A study was conducted to determine the psychometric 
properties and the subscales of a 67-item Assessment Practices Inventory 
(API) and to examine the effects of measurement training and teaching 
experience on teachers' perceived assessment competency. Data were collected 
from 311 teachers on the API. The reliability of the API was supported by a 
Cronbach alpha of 0.97. Construct validity of the API was examined using 
Rasch model and factor analyses. Based on the factor analysis, seven 
composite scores were formed on which a 2 x 3 multiple analysis of variance 
was conducted to examine the effects of measurement training and teaching 
experience on teachers ' perceived competence in seven assessment categories. 

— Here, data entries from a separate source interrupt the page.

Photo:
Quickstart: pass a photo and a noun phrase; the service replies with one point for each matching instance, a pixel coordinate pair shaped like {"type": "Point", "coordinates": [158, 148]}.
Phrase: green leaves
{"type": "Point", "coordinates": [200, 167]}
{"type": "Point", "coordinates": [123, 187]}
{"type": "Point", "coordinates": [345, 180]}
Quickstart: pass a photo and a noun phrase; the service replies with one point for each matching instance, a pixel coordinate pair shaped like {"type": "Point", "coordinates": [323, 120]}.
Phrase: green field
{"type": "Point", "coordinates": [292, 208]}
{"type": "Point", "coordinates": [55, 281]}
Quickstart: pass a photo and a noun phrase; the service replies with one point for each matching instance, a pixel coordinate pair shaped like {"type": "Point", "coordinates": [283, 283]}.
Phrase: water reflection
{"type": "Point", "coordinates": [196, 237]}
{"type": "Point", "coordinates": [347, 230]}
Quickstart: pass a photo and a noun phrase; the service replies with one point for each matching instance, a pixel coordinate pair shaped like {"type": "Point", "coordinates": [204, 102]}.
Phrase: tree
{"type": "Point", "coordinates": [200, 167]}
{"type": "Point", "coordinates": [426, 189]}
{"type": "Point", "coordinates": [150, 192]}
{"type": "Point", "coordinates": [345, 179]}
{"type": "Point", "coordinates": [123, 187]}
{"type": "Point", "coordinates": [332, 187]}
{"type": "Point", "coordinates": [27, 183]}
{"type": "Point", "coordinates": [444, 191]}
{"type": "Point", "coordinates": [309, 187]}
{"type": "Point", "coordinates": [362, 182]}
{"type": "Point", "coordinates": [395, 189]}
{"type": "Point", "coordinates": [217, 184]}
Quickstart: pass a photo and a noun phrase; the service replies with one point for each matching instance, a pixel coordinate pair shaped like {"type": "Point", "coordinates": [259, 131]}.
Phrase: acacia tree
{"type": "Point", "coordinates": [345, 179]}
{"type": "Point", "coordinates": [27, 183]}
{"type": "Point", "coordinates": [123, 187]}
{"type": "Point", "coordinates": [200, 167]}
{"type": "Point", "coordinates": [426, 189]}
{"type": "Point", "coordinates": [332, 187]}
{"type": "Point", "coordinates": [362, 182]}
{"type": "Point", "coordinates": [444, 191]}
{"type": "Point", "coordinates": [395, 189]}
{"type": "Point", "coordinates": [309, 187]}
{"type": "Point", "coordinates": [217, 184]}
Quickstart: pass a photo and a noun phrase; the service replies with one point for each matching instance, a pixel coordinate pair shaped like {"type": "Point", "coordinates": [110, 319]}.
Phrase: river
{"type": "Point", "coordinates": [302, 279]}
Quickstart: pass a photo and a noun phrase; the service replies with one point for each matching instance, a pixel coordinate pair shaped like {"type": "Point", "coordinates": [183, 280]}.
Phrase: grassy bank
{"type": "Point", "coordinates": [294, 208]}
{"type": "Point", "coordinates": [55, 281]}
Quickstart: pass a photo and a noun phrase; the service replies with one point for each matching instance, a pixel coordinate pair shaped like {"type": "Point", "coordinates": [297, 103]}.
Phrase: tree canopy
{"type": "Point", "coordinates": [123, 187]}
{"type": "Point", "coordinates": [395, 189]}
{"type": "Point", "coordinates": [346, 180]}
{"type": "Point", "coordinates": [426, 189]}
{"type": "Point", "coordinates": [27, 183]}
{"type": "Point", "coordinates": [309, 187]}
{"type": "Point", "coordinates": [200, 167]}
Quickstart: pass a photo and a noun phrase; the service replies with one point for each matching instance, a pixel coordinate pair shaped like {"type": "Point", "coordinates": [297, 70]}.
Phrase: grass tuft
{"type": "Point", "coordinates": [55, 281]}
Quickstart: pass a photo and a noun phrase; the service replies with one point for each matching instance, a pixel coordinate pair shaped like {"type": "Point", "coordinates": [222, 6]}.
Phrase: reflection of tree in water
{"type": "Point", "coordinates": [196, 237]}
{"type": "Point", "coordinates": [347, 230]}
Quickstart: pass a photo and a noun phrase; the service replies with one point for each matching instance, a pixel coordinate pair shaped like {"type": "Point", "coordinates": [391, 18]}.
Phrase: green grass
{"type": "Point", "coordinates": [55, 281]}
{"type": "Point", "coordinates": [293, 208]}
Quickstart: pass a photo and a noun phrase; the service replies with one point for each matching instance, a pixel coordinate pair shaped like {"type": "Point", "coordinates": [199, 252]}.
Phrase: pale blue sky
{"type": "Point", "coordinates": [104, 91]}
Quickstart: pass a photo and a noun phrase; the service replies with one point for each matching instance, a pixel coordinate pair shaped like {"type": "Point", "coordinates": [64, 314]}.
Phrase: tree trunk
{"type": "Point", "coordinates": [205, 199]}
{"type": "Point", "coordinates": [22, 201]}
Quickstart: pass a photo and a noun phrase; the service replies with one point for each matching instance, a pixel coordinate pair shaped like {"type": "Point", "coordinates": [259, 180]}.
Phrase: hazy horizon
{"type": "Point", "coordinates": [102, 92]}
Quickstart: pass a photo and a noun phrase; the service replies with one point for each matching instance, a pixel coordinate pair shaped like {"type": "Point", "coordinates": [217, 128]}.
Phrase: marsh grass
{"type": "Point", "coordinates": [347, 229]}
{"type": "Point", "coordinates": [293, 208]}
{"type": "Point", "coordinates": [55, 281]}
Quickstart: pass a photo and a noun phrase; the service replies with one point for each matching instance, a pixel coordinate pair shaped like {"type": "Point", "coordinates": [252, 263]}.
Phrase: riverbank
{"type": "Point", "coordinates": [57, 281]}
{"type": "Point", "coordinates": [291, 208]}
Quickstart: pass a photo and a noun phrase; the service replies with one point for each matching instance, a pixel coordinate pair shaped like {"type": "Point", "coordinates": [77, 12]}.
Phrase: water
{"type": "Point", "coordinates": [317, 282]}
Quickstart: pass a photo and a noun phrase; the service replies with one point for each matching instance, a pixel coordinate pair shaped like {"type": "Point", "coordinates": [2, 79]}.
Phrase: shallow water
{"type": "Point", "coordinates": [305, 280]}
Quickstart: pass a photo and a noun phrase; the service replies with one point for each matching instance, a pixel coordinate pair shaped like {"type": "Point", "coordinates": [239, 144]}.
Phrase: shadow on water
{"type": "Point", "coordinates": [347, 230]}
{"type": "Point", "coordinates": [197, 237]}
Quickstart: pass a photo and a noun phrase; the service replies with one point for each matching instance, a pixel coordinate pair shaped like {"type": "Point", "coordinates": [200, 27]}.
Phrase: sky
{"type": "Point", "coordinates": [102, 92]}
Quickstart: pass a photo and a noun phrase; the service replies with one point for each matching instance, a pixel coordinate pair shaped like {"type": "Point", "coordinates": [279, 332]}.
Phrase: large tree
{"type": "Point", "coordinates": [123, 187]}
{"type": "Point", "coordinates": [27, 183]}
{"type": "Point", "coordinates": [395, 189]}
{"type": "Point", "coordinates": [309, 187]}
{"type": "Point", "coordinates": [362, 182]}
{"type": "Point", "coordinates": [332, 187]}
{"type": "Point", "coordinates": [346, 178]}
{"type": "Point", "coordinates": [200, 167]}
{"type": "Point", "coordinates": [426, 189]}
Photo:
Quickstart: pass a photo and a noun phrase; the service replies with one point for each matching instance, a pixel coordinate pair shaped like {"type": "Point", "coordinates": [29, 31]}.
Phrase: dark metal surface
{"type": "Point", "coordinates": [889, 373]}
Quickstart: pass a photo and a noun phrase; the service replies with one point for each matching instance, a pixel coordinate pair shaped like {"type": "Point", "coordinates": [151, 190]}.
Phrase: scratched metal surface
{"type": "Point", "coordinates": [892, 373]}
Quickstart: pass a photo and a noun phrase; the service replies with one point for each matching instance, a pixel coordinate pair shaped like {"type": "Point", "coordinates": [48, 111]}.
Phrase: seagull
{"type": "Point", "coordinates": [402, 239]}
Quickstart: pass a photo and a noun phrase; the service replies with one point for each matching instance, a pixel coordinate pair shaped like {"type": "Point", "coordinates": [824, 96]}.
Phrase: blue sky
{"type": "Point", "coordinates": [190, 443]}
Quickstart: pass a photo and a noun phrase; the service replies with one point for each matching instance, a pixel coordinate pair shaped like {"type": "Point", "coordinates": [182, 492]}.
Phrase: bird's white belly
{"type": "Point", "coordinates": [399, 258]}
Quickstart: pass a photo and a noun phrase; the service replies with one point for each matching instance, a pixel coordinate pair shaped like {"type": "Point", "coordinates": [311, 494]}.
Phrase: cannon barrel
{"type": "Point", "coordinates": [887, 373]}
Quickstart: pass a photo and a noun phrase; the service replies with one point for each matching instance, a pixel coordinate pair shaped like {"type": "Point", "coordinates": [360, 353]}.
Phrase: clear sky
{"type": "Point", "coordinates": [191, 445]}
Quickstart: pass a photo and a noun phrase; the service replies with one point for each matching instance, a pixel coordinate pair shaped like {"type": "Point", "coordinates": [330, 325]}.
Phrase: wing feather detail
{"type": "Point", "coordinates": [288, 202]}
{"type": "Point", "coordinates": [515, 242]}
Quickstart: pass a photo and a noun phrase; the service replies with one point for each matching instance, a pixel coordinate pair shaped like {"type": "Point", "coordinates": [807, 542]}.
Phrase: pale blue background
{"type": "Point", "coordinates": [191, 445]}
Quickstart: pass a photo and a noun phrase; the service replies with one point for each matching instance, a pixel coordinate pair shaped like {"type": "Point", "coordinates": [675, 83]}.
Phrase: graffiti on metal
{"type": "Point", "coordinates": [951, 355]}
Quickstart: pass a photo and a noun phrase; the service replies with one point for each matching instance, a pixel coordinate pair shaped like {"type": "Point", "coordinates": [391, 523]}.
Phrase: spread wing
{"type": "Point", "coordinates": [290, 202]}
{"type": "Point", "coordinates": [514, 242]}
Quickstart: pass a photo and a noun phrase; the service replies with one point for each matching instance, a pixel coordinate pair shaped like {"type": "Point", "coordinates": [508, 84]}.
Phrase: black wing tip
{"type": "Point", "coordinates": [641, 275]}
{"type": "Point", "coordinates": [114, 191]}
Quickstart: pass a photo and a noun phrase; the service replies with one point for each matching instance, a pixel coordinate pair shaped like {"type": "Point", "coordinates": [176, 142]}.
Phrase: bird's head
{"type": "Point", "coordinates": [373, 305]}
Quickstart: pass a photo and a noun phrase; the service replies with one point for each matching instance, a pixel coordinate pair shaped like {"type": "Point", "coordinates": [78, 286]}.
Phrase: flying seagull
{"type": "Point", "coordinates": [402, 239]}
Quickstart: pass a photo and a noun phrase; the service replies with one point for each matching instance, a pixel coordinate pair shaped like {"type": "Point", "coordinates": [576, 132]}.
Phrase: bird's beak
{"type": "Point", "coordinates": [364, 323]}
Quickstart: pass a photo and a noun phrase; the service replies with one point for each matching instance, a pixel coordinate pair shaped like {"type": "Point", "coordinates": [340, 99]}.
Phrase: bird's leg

Multivariate interaction effects between measurement training and years of 
teaching were significant (p<0.05). Subsequent examination revealed 
significant multivariate simple effects of measurement training at 4 or more 
years of teaching in two factor-analyzed assessment categories (p<0.01). 
Followup comparisons between the means indicated that among the teachers who 
had taught 4 or more years, those with measurement training believed they 
were more skilled than those without measurement training in two main 
assessment categories (p<0.001; p<0.05). Implications for measurement 
training are discussed. (Contains 5 tables and 25 references.) (Author/SLD)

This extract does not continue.